Nos romances de Leonardo Padura, em que a abordagem social importa tanto ou mais que a trama policial, tem-se a crônica de Havana. Em “A Transparência do Tempo”, o personagem Mario Conde —desgraçadamente para ele, um amante do rock e dos boleros— chega à conclusão de que a trilha sonora cubana do momento é o reggaeton, cujas letras lembram as do funk carioca: “Dame um chupi chupi/ Que yo lo disfruti”.
“Mamãe, eu quero ir a Cuba e quero voltar”, ensina a rumba. Cada país com a sua sina. Aqui, como se não bastasse o governo, vivemos, na música popular, sob o signo da sofrência, a qual, como o reggaeton de Havana, está em todo lugar, sobretudo nas ruas, com o alto-falante dos carros a todo volume relatando as circunstâncias do último chifre.

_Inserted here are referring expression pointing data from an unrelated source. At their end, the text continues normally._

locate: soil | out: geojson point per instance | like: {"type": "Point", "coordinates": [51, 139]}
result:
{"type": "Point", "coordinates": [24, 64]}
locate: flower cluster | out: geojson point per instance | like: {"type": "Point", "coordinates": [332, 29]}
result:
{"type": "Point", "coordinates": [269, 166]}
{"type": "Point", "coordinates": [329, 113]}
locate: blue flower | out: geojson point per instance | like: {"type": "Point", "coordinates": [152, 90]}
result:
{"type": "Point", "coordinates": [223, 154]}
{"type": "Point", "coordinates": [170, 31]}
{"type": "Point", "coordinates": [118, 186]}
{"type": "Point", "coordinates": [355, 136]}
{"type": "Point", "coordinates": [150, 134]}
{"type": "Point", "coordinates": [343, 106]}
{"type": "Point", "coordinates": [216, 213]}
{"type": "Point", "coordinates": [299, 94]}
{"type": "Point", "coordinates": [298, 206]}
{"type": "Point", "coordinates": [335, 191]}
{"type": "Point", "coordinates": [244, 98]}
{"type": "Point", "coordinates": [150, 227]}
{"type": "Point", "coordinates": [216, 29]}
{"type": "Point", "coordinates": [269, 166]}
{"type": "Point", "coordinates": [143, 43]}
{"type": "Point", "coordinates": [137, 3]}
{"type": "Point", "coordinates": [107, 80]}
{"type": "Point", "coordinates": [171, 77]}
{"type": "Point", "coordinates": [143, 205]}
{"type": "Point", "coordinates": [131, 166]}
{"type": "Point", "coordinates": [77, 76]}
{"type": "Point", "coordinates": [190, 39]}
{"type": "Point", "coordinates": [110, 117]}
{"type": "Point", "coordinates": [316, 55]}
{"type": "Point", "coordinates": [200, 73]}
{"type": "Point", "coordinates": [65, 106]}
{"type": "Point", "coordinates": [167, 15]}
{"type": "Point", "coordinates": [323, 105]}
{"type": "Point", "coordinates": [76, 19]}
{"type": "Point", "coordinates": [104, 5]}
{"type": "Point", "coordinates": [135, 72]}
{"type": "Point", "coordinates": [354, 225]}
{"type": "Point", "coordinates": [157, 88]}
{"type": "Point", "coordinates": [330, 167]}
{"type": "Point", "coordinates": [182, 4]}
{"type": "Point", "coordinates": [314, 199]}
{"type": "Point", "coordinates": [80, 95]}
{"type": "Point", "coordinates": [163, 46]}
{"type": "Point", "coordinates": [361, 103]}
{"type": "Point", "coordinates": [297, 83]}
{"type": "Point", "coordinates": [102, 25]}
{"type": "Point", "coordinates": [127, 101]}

A sofrência —neologismo que junta sofrimento e carência, próximo ao arcaísmo sofrença— não é bem uma novidade na música brasileira. Somos chegados aos abismos da depressão amorosa. É de Catulo da Paixão Cearense o verso “O prazer de ver a lágrima nos olhos a sofrer”. Antônio Maria curtia ficar de bode: “Ninguém me ama/ Ninguém me quer”. Guilherme de Brito mandava tirar o sorriso do caminho, que ele queria passar com a dor de cotovelo dele.
Apesar da fama de terra alegre e carnavalesca, nosso cancioneiro de fossa é enorme. A diferença é que, até um tempinho atrás, a culpada era sempre a mulher —ingrata, pérfida, traíra. Não por acaso, as letras das músicas eram escritas por homens, tirante uma Maysa ou uma Dolores Duran.
Agora brilha Marília Mendonça, a rainha da sofrência. Aos 23 anos, penando de amor há pelo menos dez, ela emagreceu, parou de fumar e está bebendo menos, quer dizer, só bebe cerveja sem glúten. Suas canções têm bilhões de visualizações no YouTube: “Quem eu quero não me quer/ Quem me quer, não vou querer/ Ninguém vai sofrer sozinho/ Todo mundo vai sofrer”. Viramos a Argentina.